July 29, 2010 ( - Estimates of the reported unfunded liabilities of state and local governments for pensions and other postemployment benefits total $1.03 trillion, but when these unfunded liabilities are recalculated using a more appropriate discount rate, the total unfunded accrued liability is much higher, according to the National Center for Policy Analysis.

A study report said the Center analyzed 153 state and local pension plans, repre­senting more than 85% of liabilities for state and local pensions and other benefits, and recalculated their liabilities using a lower discount rate. It found unfunded pension liabilities are approximately $2.5 trillion, compared to the reported amount of $493 billion.  

Unfunded liabilities for health and other benefits are $558 billion, compared to the reported $537 billion.  Thus, total unfunded liabilities for all benefit plans are an estimated $3.1 trillion — nearly three times higher than the plans report.  

According to NCPA calculations Conncecticut topped the list of the 10 worst states, with only 27% of retirement benefits funded. The other nine on the list are: 

  • Hawaii – 31% funded; 
  • Illinois – 31%; 
  • New Hampshire – 32%; 
  • West Virginia – 33%; 
  • New Jersey – 34%; 
  • Kentucky – 35%; 
  • Oklahoma – 35%; 
  • Kansas – 36%; and 
  • Rhode Island – 36%. 


The study report said state and local govern­ments’ reported unfunded obligations under pension and other benefit plans amounting to 7.1% of U.S. gross domestic product (GDP) in 2008. When adjusted using a more appropriate discount rate, however, states’ unfunded obligations were 22% of U.S. GDP. All but 10 states and the District of Columbia have total adjusted unfunded liabilities above 15% of their state GDP, and four states — Alaska, Hawaii, New Jersey and Ohio — have adjusted unfunded liabilities above 35% of their state GDP.  
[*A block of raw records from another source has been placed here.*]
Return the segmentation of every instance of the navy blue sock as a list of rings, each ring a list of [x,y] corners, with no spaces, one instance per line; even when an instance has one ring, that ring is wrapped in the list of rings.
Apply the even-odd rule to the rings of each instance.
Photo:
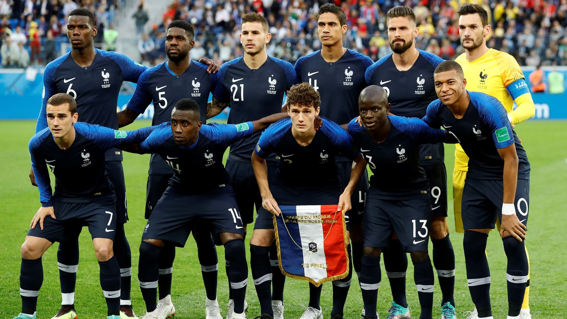
[[[225,243],[225,255],[230,262],[229,280],[232,289],[234,300],[234,312],[242,313],[244,311],[244,297],[246,296],[246,284],[248,283],[248,263],[244,242],[235,239]]]
[[[114,255],[120,267],[120,300],[130,303],[130,292],[132,284],[132,253],[124,233],[124,224],[116,224],[116,233],[113,245]]]
[[[443,297],[441,305],[450,303],[454,307],[455,252],[448,234],[444,238],[431,240],[433,244],[433,265],[437,271],[439,286]]]
[[[159,299],[163,299],[171,295],[171,280],[174,272],[174,261],[175,259],[175,246],[166,244],[159,252],[158,257],[158,271],[159,279],[158,287],[159,287]]]
[[[380,257],[362,256],[360,272],[360,288],[362,291],[362,300],[367,316],[377,319],[376,303],[378,297],[378,288],[382,281],[380,270]]]
[[[486,254],[488,239],[488,235],[474,230],[465,230],[463,240],[468,290],[481,318],[492,316],[490,271]]]
[[[396,304],[408,308],[405,298],[405,272],[408,270],[408,255],[399,240],[390,240],[388,248],[382,250],[384,267],[392,289],[392,297]]]
[[[61,304],[72,305],[75,299],[77,270],[79,268],[79,241],[70,238],[59,243],[57,249],[59,282],[61,286]]]
[[[413,264],[413,280],[417,288],[417,297],[420,299],[421,314],[420,319],[431,319],[433,310],[433,267],[431,259],[427,258],[412,262]]]
[[[20,296],[22,312],[33,314],[37,308],[37,295],[43,283],[41,257],[37,259],[22,258],[20,266]]]
[[[519,316],[528,282],[528,259],[523,241],[511,236],[502,239],[508,259],[506,279],[508,286],[508,316]]]
[[[278,259],[278,249],[276,241],[270,246],[270,265],[272,265],[272,300],[284,302],[284,287],[285,286],[285,276],[280,269],[280,259]]]
[[[252,278],[254,280],[256,293],[260,301],[260,312],[273,316],[270,293],[272,268],[269,253],[269,247],[250,244],[250,268],[252,269]]]
[[[120,315],[120,267],[116,257],[99,262],[100,267],[100,287],[108,309],[107,316]]]
[[[162,248],[142,241],[139,249],[139,261],[138,263],[138,280],[142,291],[142,297],[146,303],[146,311],[155,310],[158,297],[158,280],[159,271],[158,259]]]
NCPA contends many state and local government pension plans’ liabilities are calculated using discount rates that are not commensurate with the risk they may pose to taxpayers. Accounting standards allow pension funds to calculate their liabilities using a discount rate comparable to the expected rate of return on the funds’ assets, but the Center says this typically high discount rate tends to reduce the size of a pension plan’s accrued liabilities.